Vertical histories

How we shoot and watch video is changing, and with it the way we engage with the world

The two iconic images of the fall of Kabul involve a C-17 taking off from Hamid Karzai Airport. It’s as searing as the helicopter perched atop an apartment complex in Saigon, a stream of Vietnamese climbing the ladder to the roof in the hope of getting aboard:

Hubert Van Es / United Press International, the roof of 22 Gia Long Street, Saigon, April 29 1975

In Kabul, 46 years later, we have something similar, but now the photographer is not a UPI photographer called Hubert Van Es, back at the office developing film:

If you looked north from the office balcony, toward the cathedral, about four blocks from us, on the corner of Tu Do and Gia Long, you could see a building called the Pittman Apartments, where we knew the C.I.A. station chief and many of his officers lived. Several weeks earlier the roof of the elevator shaft had been reinforced with steel plate so that it would be able to take the weight of a helicopter. A makeshift wooden ladder now ran from the lower roof to the top of the shaft. Around 2:30 in the afternoon, while I was working in the darkroom, I suddenly heard Bert Okuley shout, “Van Es, get out here, there’s a chopper on that roof!”
I grabbed my camera and the longest lens left in the office — it was only 300 millimeters, but it would have to do — and dashed to the balcony. Looking at the Pittman Apartments, I could see 20 or 30 people on the roof, climbing the ladder to an Air America Huey helicopter. At the top of the ladder stood an American in civilian clothes, pulling people up and shoving them inside.
After shooting about 10 frames, I went back to the darkroom to process the film and get a print ready for the regular 5 p.m. transmission to Tokyo from Saigon’s telegraph office. In those days, pictures were transmitted via radio signals, which at the receiving end were translated back into an image. A 5-inch-by-7-inch black-and-white print with a short caption took 12 minutes to send.

It’s beautifully framed, the chopper and the building, with its tiny shack on the roof, the empty space in the upper right of the screen, the eyes drawn up the rising tide of humanity towards the diplomat in his shirt sleeves, either reaching to help or reaching to hold back, we are unsure. We want to know what will happen — will they all make it? (No, Hubert says, this was the only chopper to land on this roof; those not able to get aboard waited for hours in vain.)

In the chaos that was Kabul Airport, 2021, it was ordinary Afghans shooting video, sometimes shortly before their own death, and that made the experience much more visceral. Part of the reason, I believe, is because the videos, like most mobile videos shot nowadays, were shot in vertical (‘portrait’) mode. (I don’t mean to demean the trauma of that situation, and what is still taking place in Afghanistan. I hope I can show that the format of such videos have helped shock us out of our torpor and, hopefully, made us empathise more with the many who either failed in their bids to leave, or died doing so.)

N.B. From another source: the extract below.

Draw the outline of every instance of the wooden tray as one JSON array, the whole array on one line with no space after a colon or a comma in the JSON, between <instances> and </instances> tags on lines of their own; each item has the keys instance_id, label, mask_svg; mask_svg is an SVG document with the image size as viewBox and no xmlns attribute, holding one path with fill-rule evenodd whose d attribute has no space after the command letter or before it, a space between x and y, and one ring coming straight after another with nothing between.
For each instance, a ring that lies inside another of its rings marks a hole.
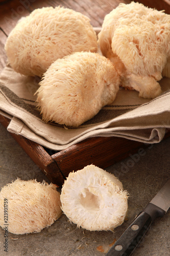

I was watching the key day unfold in real time on Twitter, so many of the videos lacked context, made me feel nauseous at the tragedy unfolding, and the inevitable deaths that would result. All of these moments were shot in portrait mode (I’m not going to be able to cite the sources of these videos, I’m afraid, but if anyone knows who to credit please let me know).

This first video was of young men chasing, and some clinging, to a C-17 as it gathered speed on the runway. One video, extraordinarily, was shot by one of the young men:

From another angle, back on the runway, shot by someone who didn’t make it or didn’t try, we look at the airplane gaining height:

Then another video, minutes later, shot from possibly the airport perimeter, shows the C-17 rising into blue sky, apparently an image of safety, of rescue:

Until we look closer, and realise that there are one, two specks falling from the airplane, and we realise they are the young men we had seen moments before.

For me these are the images that I will never forget, not least because they were shot by participants in the tragedy, a fumbled few seconds of footage, human beings drawn to document what they saw and what they were going through.

Then there’s the other iconic image, one perhaps more akin to Hubert’s Saigon picture: The distance shot of a C-17 making the necessarily steep climb out of Kabul:

A U.S military aircraft takes off from the Hamid Karzai International Airport in Kabul, Afghanistan, Monday, Aug. 30, 2021. (AP Photo/Wali Sabawoon)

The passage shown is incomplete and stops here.